I’m running a MacBook Pro mid 2012 with OS X El Capitan – my internal disk drive has failed for the 3rd time so I purchased a Apple Superdrive. When I go into Preferences I can’r see SystemConfiguration. Help appreciated.
Hi John,
Thanks for checking out the blog. You need to make sure you’re in the MACHD > LIBRARY rather than the MACHD > USER > LIBRARY.
Also I’m planning on updating this post with new information that is relevant to the newer versions of Mac OS, but just jump to this page for now.
http://www.hardturm.ch/luz/2016/07/how-to-make-the-macbook-air-superdrive-work-with-any-mac-el-capitan-onwards/
cheers
jonny
I have an external Superdrive (DVD/CD combo) but after making the coding change suggested above, the thing still won’t mount. It’s USB powered only. (I also had to copy the com.apple.Boot.plist file to the desktop in order to alter, then added it back, overwriting the former file.)
Any other thoughts or suggestions?
This finally worked! I tried every other attempt through terminal and this is the easiest but effective.
MBP Early 2011 13 inch
Thanks for sharing Kyle. Glad it worked!
It does not let me edit the file….how do you solve that??
Maybe try copying the file to your desktop, editing that version and copying it back into the correct folder.
It might be that your permission settings won’t allow you to edit the file in it’s native folder?

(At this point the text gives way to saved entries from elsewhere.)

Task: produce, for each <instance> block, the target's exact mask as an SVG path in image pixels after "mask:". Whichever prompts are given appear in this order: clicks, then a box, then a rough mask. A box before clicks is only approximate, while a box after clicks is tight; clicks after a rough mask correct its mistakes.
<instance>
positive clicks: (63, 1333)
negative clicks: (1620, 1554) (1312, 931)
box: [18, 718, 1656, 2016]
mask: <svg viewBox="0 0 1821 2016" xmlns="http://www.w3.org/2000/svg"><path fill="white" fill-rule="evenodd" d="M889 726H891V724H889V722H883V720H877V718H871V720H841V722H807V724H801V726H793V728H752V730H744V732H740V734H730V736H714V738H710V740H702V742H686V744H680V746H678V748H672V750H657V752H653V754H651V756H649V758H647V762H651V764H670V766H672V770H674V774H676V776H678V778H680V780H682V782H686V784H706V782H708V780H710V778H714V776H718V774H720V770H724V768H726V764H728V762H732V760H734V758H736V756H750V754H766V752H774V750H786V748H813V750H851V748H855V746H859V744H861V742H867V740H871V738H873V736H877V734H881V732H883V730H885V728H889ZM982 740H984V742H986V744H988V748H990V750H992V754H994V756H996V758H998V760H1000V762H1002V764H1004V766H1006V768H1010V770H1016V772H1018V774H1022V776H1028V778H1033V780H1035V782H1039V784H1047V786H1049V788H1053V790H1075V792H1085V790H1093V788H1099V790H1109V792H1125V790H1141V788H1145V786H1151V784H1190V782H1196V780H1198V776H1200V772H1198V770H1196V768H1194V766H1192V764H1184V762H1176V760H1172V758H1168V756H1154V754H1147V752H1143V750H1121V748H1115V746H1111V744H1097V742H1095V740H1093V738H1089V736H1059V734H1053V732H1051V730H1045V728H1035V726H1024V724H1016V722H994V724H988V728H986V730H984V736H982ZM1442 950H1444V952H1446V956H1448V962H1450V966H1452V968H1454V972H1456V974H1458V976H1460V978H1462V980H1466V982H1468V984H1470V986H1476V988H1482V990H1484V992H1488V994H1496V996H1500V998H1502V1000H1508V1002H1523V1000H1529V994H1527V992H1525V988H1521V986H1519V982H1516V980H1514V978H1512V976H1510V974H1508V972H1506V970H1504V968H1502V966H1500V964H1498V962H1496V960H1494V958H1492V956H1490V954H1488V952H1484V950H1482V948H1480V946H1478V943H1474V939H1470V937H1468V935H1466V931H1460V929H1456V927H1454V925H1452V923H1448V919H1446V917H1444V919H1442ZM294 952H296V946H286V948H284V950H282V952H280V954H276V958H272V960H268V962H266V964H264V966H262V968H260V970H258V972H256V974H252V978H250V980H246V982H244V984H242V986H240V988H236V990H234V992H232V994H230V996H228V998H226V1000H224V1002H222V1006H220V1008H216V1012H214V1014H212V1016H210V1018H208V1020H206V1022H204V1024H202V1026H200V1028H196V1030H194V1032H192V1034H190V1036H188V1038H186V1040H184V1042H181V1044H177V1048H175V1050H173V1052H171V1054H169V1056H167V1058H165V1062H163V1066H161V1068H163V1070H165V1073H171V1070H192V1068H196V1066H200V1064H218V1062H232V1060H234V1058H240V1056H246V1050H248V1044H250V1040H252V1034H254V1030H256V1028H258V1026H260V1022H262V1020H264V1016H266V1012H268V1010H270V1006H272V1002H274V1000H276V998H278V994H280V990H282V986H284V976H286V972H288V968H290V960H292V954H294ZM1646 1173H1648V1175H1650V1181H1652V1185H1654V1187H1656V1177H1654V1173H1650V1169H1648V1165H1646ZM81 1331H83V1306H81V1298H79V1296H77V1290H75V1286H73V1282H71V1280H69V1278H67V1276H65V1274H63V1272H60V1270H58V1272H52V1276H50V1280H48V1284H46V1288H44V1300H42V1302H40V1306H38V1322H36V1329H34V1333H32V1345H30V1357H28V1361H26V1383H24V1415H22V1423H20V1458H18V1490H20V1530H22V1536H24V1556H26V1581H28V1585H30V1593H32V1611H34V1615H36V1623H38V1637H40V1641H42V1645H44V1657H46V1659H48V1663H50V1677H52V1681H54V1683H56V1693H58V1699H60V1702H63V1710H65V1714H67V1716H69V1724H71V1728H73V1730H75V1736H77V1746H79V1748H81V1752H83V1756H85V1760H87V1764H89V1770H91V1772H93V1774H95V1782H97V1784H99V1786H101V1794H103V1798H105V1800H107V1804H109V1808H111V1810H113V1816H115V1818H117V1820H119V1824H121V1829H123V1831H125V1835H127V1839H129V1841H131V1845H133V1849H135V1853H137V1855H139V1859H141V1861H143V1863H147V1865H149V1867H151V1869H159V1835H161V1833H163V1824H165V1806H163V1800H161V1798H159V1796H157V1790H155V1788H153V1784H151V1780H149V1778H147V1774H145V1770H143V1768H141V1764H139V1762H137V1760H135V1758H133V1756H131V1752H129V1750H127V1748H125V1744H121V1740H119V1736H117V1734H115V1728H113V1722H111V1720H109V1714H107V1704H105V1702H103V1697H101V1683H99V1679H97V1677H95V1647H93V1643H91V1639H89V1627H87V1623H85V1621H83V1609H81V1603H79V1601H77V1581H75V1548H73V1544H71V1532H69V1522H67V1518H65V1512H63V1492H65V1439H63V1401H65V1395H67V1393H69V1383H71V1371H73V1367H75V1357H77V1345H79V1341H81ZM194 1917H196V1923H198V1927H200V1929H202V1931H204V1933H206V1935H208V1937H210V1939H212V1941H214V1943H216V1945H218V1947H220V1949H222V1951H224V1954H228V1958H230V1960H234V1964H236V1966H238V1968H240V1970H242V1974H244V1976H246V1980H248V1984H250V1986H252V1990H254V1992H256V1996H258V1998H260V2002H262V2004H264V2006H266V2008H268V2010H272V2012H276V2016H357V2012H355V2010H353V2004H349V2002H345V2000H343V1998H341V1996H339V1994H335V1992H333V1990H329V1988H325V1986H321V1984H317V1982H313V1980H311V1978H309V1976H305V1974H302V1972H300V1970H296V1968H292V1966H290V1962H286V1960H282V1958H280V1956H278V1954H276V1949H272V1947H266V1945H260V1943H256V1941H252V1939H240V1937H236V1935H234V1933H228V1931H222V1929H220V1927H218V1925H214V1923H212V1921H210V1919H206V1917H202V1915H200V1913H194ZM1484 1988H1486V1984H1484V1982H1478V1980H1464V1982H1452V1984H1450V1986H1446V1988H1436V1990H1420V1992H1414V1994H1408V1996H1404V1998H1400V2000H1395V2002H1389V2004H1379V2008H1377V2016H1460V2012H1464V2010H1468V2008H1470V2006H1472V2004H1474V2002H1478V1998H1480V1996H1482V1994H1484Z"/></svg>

I want to use an external DVD drive set to region 2 DVD’s and keep the internal (functioning)
DVD drive set to region 1 on my older Yosemite MacBook Pro. Is that possible?
Should I purchase a Superdrive or buy something non-Mac such as LG Electronics 8X USB 2.0 Super Multi Ultra Slim Portable DVD+/-RW External Drive with M-DISC Support. Local Apple Store
told me the Superdrive would not function in setting of functioning Internal DVD drive.
I do not want to disable my internal DVD drive. Just want to watch my British comedy DVD’s
on my lap top and iMac. Thank you.
Hi Isabeau
The region encoding is set at a firmware level on the physical dvd device. But I’m not sure if there is also an Operating System level check within Mac OSX.
This link seems to suggest is should work, and even a way to work around it with VLC before you buy a second DVD drive.
https://discussions.apple.com/thread/2311565
I will try VLC, thanks so much.
If I used an adapter to connect a USB2 DVD driver to my firewire port, might that provide
a work around? The link suggests using a “Firewire Enclosure” with “any optical drive.”
Would it have to be a firewire enclosure, could I simply buy an adapter?
The point of using the FireWire enclosure is to connect it to a FireWire port for a faster connection. But USB 2 is slower than FireWire so doing what you suggest wouldn’t help. USB 2 will be fine for watching DVDs though
Worked for me on a MacBook6,1 on July 15, 2016. Thanks for the help!